To update the CLI to the latest release:
  1. Open a terminal.
  2. Run the self-update command:
unity upgrade
The CLI replaces the current binary with the latest available release.

Install a Unity Editor

To install a Unity Editor:
  1. Open a terminal.
  2. Run
    unity install
    with the version you want. Use a version alias such as
    lts
    or a specific version string such as
    6000.3.7f1
    :
unity install ltsunity install 6000.3.7f1
The Editor downloads and installs to the configured install path. To add modules at install time, use
-m
followed by one or more module IDs:
unity install lts -m ios android webgl
For all options, version aliases, and module IDs, refer to Unity CLI reference.

Add modules to an installed Editor

To add modules to an Editor you already installed:
  1. Open a terminal.
  2. Run
    unity install-modules
    with
    -e
    for the Editor version and
    -m
    for the module IDs:
unity install-modules -e 6000.3.7f1 -m android ios
The modules download and install for the specified Editor version.
Important
You can only add modules to Editors installed through the Hub or the CLI. Reinstall manually installed Editors through the Hub or CLI before adding modules.
For all options and module IDs, refer to Unity CLI reference.

Open a project

To open a Unity project:
  1. Open a terminal.
  2. Run
    unity open
    with the path to the project:
unity open ./MyProject
Unity opens the project in the Editor version specified in the project's settings.

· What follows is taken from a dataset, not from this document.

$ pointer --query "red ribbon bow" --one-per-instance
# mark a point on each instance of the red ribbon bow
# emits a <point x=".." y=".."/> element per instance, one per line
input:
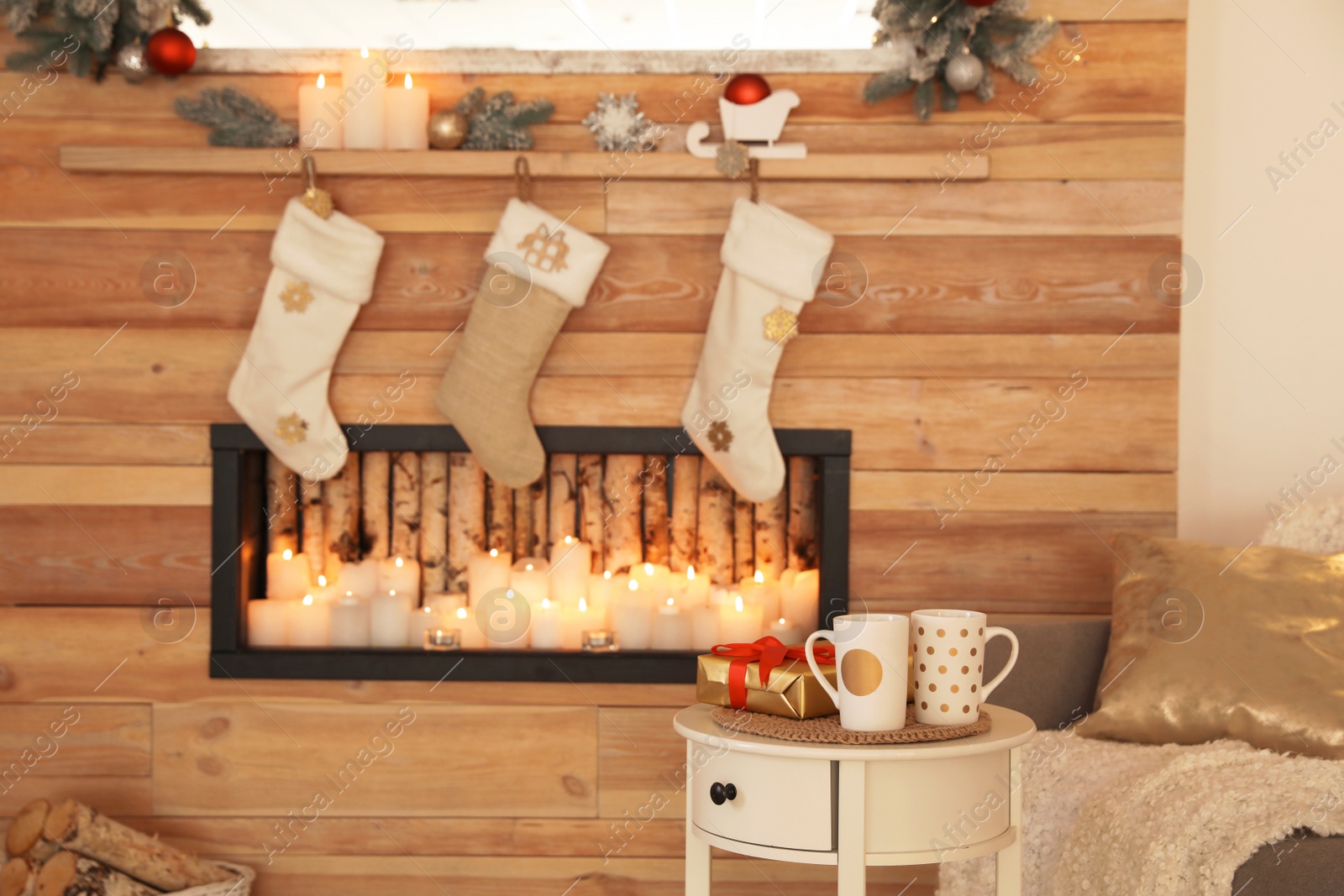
<point x="768" y="652"/>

You can omit the
open
keyword when the first argument is a path:
unity ./MyProject

Sign in

To sign in to your Unity account:
  1. Open a terminal.
  2. Run the login command, which opens a browser-based sign-in flow:
unity auth login
The CLI stores your session so you can use other commands without signing in again. To check whether you're signed in, run
unity auth status
. For all auth commands, refer to Unity CLI reference.